Researchers are reporting that their studies aiming to understand better the emergence and persistence of cholera in Africa, have shown a strong correlation between these outbreaks and climate changes in West Africa.
This research from from IRD and CNRS , should provide the scientists with the basis for creating a predictive model which could improve early warning of risks by anticipating the emergence of foci of infection and therefore facilitate the deployment of protection measures for the populations affected.
Cholera is an infectious disease caused by a bacterium, the bacillus Vibrio cholerae. In 2004, 101 383 cases, including 95 000 solely for the African continent, and 2 345 deaths were reported to the World Health Organization. Global climate change has for several years been contributing greatly to the spread of cholera through associated increase in the frequency of torrential rain, floods and periods of drought. It is now established that the spread of zooplankton which harbours the Vibrio cholerae bacterium follows that of phytoplankton, whose growth is directly related to climate variations.
However, a host of factors act on the climatic conditions and they are difficult to study. Certain parameters vary depending on the regions of the world whereas others act on the global scale. The interactions between the climate and emergence of cholera must therefore be studied region by region. Research has been ongoing in Bangladesh and also in South America for many years, but up to now few studies have been conducted in Africa. Yet it is on that continent that the public health situation is giving the most cause for concern.
A study published by research scientists of the Laboratoire de Génétique et Evolution des Maladies Infectieuses (GEMI), mixed research unit IRD/CNRS (2), is the first to yield evidence of the correlations between the outbreak of cholera epidemics and climatic data in 5 West African countries (Togo, Ivory Coast, Ghana, Benin and Nigeria).
The research team set up an epidemiological database founded on cases recorded by the WHO over a 20-year period, between 1975 and 1995, in each of these countries. Comparison of these figures with parameters of local and global climate variations showed the factors particularly involved to be the volume of rainfall and the Indian Oscillation Index (IOI), an indicator of the global climate variability constructed from variations in atmospheric pressure in the Indian Ocean. Values of this index lower than -1 showed an association with a warm event such as an increase in sea surface temperature. In contrast, values above +1 coincided with cold events.
The annual rainfall regime and the IOI act on the aquatic environment in which Vibrio cholerae develops (estuaries, sea shores, river beds and so on). In the wild, the cholera bacillus lives in contact with small aquatic crustaceans, copepods, are a component of the zooplankton.
These microscopic animals, which constitute the principal reservoir of the bacterium, feed on phytoplankton. They therefore have a tendency to congregate in the zones where the density of microscopic algae is highest. This relationship is fundamentally important. It provides a means to monitor the areas rich in plankton by remote sensing, and therefore to detect from space the potential reservoirs for Vibrio around the coasts.
Outbreaks of cholera appear irregular and, in order better to understand the epidemic pattern dynamics, the GEMI researchers used an adapted statistical tool that favours a wavelet analysis method. This novel process allows comparison of the frequencies of epidemic outbreaks with a range of climatic or environmental parameters (climate variability index, volume of precipitation, phytoplankton concentration near the coasts). This approach also takes into account the random variation of frequencies of emergence of epidemic foci.
The research team thus successfully linked the number of new cases of cholera first to the global climate variability index and then to monthly rainfall readings between 1989 and 1994. For that period, a frequency of epidemic occurrence of 2 to 3 years was indicated for the countries studied, except for the Ivory Coast. A significant correlation was also observed between the IOI and the annual rainfall regime for these same four countries.

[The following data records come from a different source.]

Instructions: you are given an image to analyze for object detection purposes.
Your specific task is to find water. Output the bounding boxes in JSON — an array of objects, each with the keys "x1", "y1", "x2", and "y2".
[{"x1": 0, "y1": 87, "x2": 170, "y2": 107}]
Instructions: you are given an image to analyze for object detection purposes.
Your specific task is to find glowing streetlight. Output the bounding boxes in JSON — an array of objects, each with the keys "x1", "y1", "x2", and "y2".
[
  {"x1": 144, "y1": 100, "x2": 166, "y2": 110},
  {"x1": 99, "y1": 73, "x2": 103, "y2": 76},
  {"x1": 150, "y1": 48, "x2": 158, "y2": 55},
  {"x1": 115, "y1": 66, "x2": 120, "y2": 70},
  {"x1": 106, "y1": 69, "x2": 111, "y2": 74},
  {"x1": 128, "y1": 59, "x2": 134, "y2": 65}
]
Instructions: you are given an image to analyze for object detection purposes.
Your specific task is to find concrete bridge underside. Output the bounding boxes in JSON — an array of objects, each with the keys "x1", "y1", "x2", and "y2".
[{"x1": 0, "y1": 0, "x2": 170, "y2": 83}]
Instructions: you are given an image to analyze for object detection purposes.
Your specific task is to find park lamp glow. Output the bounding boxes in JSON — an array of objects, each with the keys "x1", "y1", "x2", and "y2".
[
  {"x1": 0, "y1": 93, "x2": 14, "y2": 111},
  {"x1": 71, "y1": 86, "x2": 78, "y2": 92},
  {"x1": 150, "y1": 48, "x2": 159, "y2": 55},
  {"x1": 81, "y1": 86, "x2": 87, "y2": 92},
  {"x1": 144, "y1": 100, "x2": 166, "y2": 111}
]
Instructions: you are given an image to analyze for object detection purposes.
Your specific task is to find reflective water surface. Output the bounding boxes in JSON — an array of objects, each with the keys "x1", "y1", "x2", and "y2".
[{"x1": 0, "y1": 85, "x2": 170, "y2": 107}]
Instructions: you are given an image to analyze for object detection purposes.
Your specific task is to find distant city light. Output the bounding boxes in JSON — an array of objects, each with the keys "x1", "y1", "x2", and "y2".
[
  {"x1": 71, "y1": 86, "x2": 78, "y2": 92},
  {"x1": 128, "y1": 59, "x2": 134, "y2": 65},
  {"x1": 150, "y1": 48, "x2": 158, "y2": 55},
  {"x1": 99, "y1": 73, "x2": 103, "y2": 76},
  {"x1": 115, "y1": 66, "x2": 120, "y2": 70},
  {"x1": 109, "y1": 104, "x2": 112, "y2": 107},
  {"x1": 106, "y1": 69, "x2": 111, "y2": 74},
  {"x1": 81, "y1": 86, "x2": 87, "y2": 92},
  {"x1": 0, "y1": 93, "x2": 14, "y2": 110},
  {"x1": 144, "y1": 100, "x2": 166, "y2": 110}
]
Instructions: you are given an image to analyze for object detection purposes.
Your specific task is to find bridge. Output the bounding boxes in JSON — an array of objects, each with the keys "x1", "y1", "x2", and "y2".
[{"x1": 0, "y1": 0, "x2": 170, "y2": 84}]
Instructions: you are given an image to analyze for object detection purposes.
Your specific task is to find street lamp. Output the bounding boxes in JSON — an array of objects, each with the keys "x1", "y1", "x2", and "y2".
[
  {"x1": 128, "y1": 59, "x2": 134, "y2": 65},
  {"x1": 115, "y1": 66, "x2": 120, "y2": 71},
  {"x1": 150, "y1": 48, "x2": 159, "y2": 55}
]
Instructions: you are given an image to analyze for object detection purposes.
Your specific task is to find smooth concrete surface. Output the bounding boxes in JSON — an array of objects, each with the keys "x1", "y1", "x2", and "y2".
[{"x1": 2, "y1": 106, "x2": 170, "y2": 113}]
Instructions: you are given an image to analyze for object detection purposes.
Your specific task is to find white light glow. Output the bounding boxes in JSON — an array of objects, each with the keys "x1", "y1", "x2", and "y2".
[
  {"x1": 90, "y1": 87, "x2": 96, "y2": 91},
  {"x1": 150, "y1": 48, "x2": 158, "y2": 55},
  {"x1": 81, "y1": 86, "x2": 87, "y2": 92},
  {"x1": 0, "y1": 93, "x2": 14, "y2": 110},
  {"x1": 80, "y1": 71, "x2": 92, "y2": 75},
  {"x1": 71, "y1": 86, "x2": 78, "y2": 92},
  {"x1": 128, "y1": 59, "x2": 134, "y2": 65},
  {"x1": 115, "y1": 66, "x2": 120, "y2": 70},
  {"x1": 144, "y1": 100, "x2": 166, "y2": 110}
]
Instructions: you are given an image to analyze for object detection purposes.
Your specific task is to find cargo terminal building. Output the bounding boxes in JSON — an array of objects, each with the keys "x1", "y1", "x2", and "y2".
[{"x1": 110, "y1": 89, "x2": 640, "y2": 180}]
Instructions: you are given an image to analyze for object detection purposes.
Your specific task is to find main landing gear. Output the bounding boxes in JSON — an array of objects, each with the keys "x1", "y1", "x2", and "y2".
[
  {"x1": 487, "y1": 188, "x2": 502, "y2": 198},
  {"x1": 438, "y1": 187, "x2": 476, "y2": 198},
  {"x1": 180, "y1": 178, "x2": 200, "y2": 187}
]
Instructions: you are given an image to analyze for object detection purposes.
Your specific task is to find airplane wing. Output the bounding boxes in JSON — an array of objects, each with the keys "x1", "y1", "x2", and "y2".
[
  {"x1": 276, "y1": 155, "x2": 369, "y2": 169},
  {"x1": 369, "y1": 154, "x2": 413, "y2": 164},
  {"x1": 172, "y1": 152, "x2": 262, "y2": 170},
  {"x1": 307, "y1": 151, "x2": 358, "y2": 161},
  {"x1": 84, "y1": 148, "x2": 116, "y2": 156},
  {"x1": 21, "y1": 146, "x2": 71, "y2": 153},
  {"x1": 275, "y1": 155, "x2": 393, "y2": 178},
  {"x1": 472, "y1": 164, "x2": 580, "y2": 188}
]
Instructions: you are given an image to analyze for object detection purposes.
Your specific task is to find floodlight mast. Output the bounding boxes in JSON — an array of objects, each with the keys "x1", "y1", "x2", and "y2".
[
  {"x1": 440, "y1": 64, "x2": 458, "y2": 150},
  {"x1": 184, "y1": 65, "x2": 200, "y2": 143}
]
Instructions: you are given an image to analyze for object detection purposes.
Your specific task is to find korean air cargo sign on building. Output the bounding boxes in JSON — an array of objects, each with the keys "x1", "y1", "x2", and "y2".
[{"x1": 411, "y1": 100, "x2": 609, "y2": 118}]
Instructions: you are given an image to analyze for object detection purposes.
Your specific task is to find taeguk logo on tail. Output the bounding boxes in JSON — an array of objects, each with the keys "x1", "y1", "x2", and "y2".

Furthermore, analysis of the interannual variability of rainfall between 1975 and 1996 indicated the existence of a 3 to 5-year long cycle in the appearance of the disease for the whole of the areas covered by the study. The IOI and volume of precipitation are therefore two climatic variables that appear to be strongly correlated with the appearance of epidemic foci of cholera.
The latter usually develop during seasonal periods but their rhythm period can also exceed the annual cycle (between 2 to 5 years). In other words, indirect relationships between climatic variations or variations in rainfall volume and emergence of foci of infection can persist for several years. These results agree with those obtained previously in Bangladesh and South America.
Over the coming years, the results of this research work should contribute to the creation of an early warning system that takes climatic parameters into account for prediction of cholera epidemic dynamics. That should facilitate the organization of prevention actions, such as drinking water filtration schemes, and the planning of care provision for people by supplying medical kits and rehydration kits. This kind of approach could also be applied to the understanding and prevention of other climate-sensitive illnesses such as malaria, dengue and other vector-borne diseases.